Alcohol’s New Frontier

Alcohol and Los Angeles have a funny relationship – we Angelenos love to sample a bit of everything, but can’t sample too much of it for fear of, well, sampling too much. Now though, everything is about to get a little more complicated.

It’s generally always difficult to refuse a glass of wine, but it’s especially difficult when it comes from a machine from the future.  The Enomatic machine, gaining popularity at fine establishments around our fair, wine-soaked city, uses a patented technology to keep a bottle of wine at the perfect temperature to allow it to stay open and delicious for up to three weeks.  How we lived without this for so long is beyond us; restaurants have begun using it to crack open pricier bottles of wine so that before shelling out $200 on a bottle you’ve never tried, you can get a taste and discuss it’s legs, oaky flavor, and decide if it’s what you’re really looking for.

Such pioneering restaurants include Pourtal on Santa Monica Blvd. between Ocean Ave and 2nd Street as well as the new-ish Drago brothers’ outpost Via Alloro in Beverly Hills on Canon and Dayton Way.  Other restaurants with an understandably significant focus on wine include Vinoteque on Melrose Ave. and Eva on Beverly Blvd.
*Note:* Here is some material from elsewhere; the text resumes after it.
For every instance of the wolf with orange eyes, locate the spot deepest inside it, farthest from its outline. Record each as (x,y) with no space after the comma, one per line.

There are some among us who are of the school of thought that hard alcohol has just as much business in our glasses as wine does, and worry not – we’re not left out of this intoxifying revolution.  Bars and restaurants around town have begun employing “mixologists” rather than bartenders for your drinking pleasure.  Your gin and tonic no longer floats with items like an Aviation No. 1 on the menu at Comme Ca, the Absinthe ’75 at the Edison, or the Thug over at the Roger Room.  Why not sample them all and hit The Association, Copa D’Oro, or Guys and Dolls to see what they’ve started calling a combination of gin, champagne, and elderflower – we bet it’ll be some riff on “Brass Flower.”